Some allegations regarding backdoors implemented at FBI’s request in OpenBSD’s IPsec stack were made earlier this month. After auditing the code, Theo de Raadt, the founder of OpenBSD, has concluded that there are no such threats in the open source operating system.
Theo de Raadt, a software engineer who founded the OpenBSD and OpenSSH projects, reported that he received a private email from Gregory Perry, a former CTO at NETSEC who took care of funding and donations for the OpenBSD Crypto Framework and also consulting for the FBI back in 2000-2001. Perry claimed that some developers planted “a number of backdoors” in the OpenBSD’s IPsec stack at FBI’s request in exchange for funding:
My NDA with the FBI has recently expired, and I wanted to make you aware of the fact that the FBI implemented a number of backdoors and side channel key leaking mechanisms into the OCF, for the express purpose of monitoring the site to site VPN encryption system implemented by EOUSA, the parent organization to the FBI. Jason Wright and several other developers were responsible for those backdoors, and you would be well advised to review any and all code commits by Wright as well as the other developers he worked with originating from NETSEC.
de Raadt published the email to a Gmane newsgroup, inviting the users of the IPsec code to audit it in order to find out if the allegations are true:
Since we had the first IPSEC stack available for free, large parts of the code are now found in many other projects/products.
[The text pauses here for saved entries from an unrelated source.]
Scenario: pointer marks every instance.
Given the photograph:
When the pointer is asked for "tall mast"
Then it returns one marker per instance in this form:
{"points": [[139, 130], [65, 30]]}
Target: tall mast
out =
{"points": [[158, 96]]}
Over 10 years, the IPSEC code has gone through many changes and fixes, so it is unclear what the true impact of these allegations are.
The news has appeared on many news websites, feeding the suspicion that the US government is spying on computer communications. A week later, de Raadt published a number of conclusions of his investigation regarding the issue. Among others, he believes that “NETSEC was probably contracted to write backdoors as alleged”, but “if those were written, I don't believe they made it into our tree. They might have been deployed as their own product.” Two serious bugs were found during the audit, according to de Raadt, one of them related to the Cipher-Block Chaining (CBC) oracle attack.
Jason L. Wright, the developer mentioned by Gregory Perry as one of those who wrote the backdoors, denied all allegations:
I will state clearly that I did not add backdoors to the OpenBSD operating system or the OpenBSD crypto framework (OCF). The code I touched during that work relates mostly to device drivers to support the framework. I don't believe I ever touched isakmpd or photurisd (userland key management programs), and I rarely touched the ipsec internals (cryptodev and cryptosoft, yes). However, I welcome an audit of everything I committed to OpenBSD's tree.
The overall conclusion is that there is no backdoor in OpenBSD, but the allegations prompted some developers to check their code once more.